A voté

Publié le 23 mai 2013 par Insideamerica

Puisque l’autre s’est faite virée par le conseil constitutionnel, faut en choisir un nouveau. Un député. Un type* pour représenter les Français d’Amérique du Nord à l’Assemblée Nationale. Un type pour aller arracher des décisions dont les 576 autres députés se foutent complètement. Un petit gars courageux pour convaincre que de vivre à Los Angeles ne justifie pas forcément d’une CSG 30% plus élevée sur les loyers perçus d’un appartement parisien, que celle que l’on payerait sur le même appartement parisien en vivant à Bordeaux.

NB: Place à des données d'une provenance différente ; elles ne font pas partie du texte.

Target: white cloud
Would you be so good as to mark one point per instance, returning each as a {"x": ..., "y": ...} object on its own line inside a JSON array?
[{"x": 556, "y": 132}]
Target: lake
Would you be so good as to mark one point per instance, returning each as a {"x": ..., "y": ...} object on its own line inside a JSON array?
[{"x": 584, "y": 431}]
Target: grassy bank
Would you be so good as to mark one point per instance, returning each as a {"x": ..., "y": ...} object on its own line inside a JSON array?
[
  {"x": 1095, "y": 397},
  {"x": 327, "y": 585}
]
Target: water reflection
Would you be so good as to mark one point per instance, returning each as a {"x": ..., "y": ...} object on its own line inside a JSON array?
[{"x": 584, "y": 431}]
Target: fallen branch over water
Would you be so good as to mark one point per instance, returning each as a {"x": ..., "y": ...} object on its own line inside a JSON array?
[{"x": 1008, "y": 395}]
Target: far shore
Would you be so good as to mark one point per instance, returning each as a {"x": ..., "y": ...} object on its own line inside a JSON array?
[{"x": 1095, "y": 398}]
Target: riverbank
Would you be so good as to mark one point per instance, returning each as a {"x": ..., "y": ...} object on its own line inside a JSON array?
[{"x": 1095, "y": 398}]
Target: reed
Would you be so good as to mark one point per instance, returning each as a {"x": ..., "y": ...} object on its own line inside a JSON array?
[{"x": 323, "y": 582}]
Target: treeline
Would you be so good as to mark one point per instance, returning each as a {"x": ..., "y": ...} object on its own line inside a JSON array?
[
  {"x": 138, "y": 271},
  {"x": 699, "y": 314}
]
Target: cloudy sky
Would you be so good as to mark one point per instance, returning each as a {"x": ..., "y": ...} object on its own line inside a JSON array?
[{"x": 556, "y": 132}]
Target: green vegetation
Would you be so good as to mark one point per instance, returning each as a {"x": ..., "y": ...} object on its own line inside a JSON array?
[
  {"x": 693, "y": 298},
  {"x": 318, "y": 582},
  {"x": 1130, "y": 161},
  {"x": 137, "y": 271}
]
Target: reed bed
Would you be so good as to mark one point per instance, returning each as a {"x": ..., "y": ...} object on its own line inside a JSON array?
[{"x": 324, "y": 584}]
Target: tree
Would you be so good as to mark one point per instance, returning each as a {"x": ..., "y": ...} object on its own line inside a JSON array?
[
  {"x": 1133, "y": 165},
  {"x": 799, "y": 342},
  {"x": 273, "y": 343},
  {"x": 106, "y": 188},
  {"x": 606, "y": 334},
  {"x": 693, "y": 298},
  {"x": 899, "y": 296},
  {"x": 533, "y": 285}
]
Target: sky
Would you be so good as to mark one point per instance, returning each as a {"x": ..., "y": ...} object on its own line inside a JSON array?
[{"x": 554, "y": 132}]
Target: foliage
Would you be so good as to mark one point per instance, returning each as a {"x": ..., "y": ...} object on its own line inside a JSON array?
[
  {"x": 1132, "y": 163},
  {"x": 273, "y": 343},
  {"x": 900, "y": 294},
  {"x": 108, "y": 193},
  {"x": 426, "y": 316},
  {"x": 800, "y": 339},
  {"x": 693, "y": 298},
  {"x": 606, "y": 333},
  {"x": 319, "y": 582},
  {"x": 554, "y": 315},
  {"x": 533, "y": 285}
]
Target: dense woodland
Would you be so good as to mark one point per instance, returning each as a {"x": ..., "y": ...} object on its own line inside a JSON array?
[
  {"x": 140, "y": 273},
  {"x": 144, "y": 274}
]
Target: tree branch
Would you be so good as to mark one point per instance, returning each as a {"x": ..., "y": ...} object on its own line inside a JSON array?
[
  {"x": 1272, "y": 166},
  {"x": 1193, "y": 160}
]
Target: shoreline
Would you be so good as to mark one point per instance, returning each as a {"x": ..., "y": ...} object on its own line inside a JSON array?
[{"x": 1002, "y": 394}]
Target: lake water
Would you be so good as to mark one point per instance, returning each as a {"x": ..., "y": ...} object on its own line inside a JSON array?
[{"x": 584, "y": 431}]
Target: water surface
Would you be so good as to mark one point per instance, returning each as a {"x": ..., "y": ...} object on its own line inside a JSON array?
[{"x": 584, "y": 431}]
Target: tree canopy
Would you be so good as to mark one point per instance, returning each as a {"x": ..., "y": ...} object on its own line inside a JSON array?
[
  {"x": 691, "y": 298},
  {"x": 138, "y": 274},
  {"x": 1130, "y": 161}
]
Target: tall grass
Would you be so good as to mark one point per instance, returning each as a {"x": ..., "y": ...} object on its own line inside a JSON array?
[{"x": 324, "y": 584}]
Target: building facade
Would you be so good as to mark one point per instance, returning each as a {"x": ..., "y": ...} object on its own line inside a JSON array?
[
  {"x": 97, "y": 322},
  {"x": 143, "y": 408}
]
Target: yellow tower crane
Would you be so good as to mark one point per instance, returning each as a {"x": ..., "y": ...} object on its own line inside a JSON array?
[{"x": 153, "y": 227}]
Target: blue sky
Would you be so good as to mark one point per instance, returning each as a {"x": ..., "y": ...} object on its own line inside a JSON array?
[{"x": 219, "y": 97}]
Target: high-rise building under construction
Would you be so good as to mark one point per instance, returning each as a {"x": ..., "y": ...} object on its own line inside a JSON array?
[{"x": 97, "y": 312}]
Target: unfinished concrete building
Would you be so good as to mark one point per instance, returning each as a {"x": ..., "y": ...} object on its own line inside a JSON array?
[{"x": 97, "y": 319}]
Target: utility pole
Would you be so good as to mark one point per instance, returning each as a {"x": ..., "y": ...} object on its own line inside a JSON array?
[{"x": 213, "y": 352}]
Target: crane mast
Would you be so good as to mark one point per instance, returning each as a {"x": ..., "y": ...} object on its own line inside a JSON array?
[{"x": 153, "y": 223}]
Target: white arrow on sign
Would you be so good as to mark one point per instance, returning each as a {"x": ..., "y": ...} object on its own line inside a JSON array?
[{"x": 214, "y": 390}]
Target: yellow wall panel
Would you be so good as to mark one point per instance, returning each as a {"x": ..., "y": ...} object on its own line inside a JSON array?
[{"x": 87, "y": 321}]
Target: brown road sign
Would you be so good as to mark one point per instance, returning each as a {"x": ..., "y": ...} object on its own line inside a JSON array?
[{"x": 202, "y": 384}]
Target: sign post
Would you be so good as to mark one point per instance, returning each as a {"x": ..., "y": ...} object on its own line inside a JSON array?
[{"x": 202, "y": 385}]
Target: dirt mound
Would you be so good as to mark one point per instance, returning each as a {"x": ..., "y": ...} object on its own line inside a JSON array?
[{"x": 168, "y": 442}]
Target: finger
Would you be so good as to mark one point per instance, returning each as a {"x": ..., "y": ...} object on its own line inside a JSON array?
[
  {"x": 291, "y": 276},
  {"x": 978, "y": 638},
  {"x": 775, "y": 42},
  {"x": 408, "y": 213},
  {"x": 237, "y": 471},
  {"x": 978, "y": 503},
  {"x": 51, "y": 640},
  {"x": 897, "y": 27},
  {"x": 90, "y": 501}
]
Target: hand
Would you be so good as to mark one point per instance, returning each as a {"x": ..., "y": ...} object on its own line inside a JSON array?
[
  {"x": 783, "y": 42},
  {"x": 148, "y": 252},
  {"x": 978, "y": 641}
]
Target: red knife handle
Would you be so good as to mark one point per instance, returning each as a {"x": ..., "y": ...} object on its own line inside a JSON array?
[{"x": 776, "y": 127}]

Un type pour dire qu’on serait heureux de transmettre un peu de culture française à l’étranger, mais que le prix d’une année de CM1 au Lycée Français ne vaut pas forcément le celui d’un master degree à UCLA. Un type pour dire qu’on veut bien répondre aux emails de tous les étudiants français qui cherchent un stage à l’étranger, intéressant et si possible proche de la mer, mais pas forcément pour leur expliquer les démarches administratives qu’ils devraient accomplir en France en premier lieu. Un type enfin, pour expliquer qu’on ne peut pas à la fois encourager les entrepreneurs français à prendre pied sur le marché américain, et interdire à Dailymotion de s’allier à Yahoo!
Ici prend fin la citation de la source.